Onze beloning staat al te wachten. We mogen de zelf geslingerde honing opvangen en proeven. De vinger gaat meteen langs het glas, waar het sappig zoete honingstroompje overheen loopt. De donkere boshoning smaakt heerlijk, ook al is die wat kruidiger dan de goudgele. We zijn op bezoek in Seeg in het zuidelijke deel van de Allgäu, in het zelfbenoemde ‘Honingdorp van Duitsland’. We proberen een antwoord te krijgen op de vraag waarom er in het slechts 2.800 inwoners tellende plaatsje in de Voor-Alpen zo vreselijk veel mensen in hun vrije tijd imkeren.

Foto: Claudia Mach

Foto: Claudia Mach

Imkeren uit traditie

“Het imkeren heeft bij ons een lange traditie”, vertelt Renate Carré, die regelmatig rondleidingen geeft en mooie verhalen vertelt. “Meer dan honderd jaar geleden in 1905 heeft Pastoor Josef Kolmsperger een van de eerste imkerverenigingen in de omgeving opgericht. “Destijds heette het nog Fruit- en Bijenteeltvereniging. Die twee horen ook bi elkaar”, zegt Carré. En ze vertelt dat het imkeren al in 1811 in de dorpsschool onderdeel van het onderwijs uitmaakte. In en om Seeg werd de kennis van generatie op generatie verder gegeven. Tot aan de dag van vandaag. Er zijn nog steeds ongeveer vijftig actieve hobby-imkers.

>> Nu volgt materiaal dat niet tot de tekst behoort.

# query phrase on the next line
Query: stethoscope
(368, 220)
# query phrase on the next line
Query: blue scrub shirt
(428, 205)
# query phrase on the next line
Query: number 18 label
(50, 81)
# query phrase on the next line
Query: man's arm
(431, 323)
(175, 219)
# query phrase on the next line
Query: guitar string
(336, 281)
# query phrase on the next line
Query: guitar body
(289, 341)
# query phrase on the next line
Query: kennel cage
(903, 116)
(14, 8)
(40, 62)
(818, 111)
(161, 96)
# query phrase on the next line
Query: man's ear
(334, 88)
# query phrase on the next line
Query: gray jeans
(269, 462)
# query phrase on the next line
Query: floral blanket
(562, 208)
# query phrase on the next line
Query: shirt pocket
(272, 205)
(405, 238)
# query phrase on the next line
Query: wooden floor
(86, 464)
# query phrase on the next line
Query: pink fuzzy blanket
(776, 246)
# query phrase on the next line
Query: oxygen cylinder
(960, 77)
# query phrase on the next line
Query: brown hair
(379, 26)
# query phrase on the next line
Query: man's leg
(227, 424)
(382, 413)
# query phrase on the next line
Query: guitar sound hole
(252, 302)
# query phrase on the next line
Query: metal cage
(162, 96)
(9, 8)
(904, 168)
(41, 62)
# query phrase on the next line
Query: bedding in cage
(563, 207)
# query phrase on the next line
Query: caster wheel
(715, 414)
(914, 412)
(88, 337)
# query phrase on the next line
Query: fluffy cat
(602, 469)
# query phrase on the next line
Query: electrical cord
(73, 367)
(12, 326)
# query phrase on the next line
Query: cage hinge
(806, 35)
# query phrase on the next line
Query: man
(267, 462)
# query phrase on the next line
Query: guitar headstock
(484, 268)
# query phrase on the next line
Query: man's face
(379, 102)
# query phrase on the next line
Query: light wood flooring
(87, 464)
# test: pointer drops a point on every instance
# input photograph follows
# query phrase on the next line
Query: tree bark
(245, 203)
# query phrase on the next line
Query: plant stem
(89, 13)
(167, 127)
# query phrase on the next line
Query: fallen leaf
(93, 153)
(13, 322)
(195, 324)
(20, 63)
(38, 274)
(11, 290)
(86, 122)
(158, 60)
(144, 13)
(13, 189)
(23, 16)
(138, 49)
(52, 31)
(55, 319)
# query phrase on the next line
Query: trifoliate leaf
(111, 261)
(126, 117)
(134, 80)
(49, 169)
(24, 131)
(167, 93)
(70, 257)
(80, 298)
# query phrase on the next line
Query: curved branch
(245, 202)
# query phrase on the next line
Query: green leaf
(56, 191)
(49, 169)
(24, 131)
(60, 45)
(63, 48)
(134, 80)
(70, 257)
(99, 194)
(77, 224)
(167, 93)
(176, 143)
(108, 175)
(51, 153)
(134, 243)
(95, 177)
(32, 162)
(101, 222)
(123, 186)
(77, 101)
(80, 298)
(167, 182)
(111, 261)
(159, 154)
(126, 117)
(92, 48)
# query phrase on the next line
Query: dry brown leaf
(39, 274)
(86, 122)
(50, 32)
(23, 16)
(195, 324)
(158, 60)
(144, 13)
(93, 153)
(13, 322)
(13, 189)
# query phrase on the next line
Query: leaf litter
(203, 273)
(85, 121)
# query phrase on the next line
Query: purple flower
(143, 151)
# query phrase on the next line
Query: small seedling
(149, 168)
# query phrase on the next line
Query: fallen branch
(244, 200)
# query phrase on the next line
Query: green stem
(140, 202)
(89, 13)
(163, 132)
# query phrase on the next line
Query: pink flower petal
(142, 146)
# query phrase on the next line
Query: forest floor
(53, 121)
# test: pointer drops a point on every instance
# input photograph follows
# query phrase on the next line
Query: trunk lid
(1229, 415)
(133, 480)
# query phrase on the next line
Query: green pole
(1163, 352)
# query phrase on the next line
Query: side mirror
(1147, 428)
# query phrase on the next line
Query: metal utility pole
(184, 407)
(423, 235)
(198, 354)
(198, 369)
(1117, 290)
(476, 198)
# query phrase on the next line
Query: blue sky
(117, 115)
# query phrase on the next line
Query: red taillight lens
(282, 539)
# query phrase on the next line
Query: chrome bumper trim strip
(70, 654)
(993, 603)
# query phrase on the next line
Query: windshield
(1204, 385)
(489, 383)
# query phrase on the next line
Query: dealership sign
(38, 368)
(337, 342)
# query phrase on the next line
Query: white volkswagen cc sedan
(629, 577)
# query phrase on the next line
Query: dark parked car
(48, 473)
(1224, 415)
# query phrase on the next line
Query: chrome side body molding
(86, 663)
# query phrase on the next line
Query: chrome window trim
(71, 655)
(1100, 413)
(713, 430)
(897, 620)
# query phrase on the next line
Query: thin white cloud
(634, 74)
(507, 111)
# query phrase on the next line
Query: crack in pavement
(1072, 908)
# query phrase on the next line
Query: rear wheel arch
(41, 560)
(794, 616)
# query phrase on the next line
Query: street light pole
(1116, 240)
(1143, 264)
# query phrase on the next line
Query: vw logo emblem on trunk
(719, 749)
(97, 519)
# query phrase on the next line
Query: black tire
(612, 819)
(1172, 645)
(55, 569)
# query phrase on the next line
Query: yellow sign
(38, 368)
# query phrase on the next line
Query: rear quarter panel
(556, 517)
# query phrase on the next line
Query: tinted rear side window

Zonder beschermende kleding

Simon Nuschele is bijzonder geëngageerd. Hij is vader van miljoenen bijen, bestuurslid en motor van de Seegse imkervereniging. De eindvijftiger met wit haar en een jongensachtige glimlach, staat in het nieuw gebouwde houten bijenhuis. Het ruikt er naar bos. Imkerhoed en –handschoenen hangen aan de haak van de deur.

Foto: Claudia Mach

Foto: Claudia Mach

Op het raamkozijn staat de ‘beroker’, die bij eventuele bijen-aanvallen kan worden ingezet. Bijen houden namelijk niet van rook. Daarom hadden de imkers vroeger altijd een pijp. Simon Nuschele heeft geen beschermende kleding of beroker nodig: “Ze hebben me nog nooit wat gedaan. Als je geen luchtje draagt, rustig en bedachtzaam bent, dan doen de bijen je niets. Wespen steken, maar onze Duitse bijen zijn zachtaardig. En als ze toch steken: Een bijensteek is goed tegen reuma.”

Belevenis-imkerij

Hij loopt het hoofdgebouw in en wij erachteraan: op de bovenverdieping van de belevenis-imkerij vertoont de imker eerst een film en laat daarna foto’s zien. Op één ervan zie je hoe een bij, waar achterop een heleboel pollen kleven, op zijn vinger zit. Voor hem, lijkt het wel, zijn bijen huisdieren. “En waanzinnig intelligent.” Ze produceren honing automatisch zuiver naar soort. Als er bijvoorbeeld veel paardenbloemen of appelbomen in de buurt staan, zullen de bijen niets anders den paardenbloemen of appelbloesem bezoeken. Hun instinct, vlijt en perfectie bij de bouw van een honingraat is fenomenaal.

Foto: Claudia Mach

Foto: Claudia Mach

“Pure techniek! Elke zeshoekige cel is op de millimeter precies even groot. Bijen gebruiken zichzelf als referentiepeil.” Ter verduidelijking haalt Simon Nuschele een uitvergroot model van het buitengewoon sociale diertje tevoorschijn. Er is geen vraag, waarop de kenner geen antwoord weet. Bijvoorbeeld op de vraag hoe bijen koningin, werkster of dar worden: “Dat bepalen ze door de keuze van het voedsel en het formaat van de broedcel.” Als er een koningin moet komen, krijgt de made een grotere broedcel en wordt uitsluitend met Gelée Royale gevoerd.

Familietraditie

Nuscheles vader was naast zijn hoofdberoep al imker. “Zoals dat meestal gaat in het leven, had ik als jongeman helemaal geen belangstelling. Toen hij net gestorven was ben ik ook met imkeren begonnen.” Aanvankelijk met twee volken. Momenteel, 25 jaar later, houdt de 57-jarige 60 tot 90 volken. Een bijenvolk levert tussen vijf en vijftig kilo honing op en bestaat in de zomer uit ongeveer 50.000 bijen. Of er wel eens een dag in het leven van de imker is, waarop hij het woord honing niet in de mond neemt? Nuschele lacht: “Nee, dat geloof ik niet.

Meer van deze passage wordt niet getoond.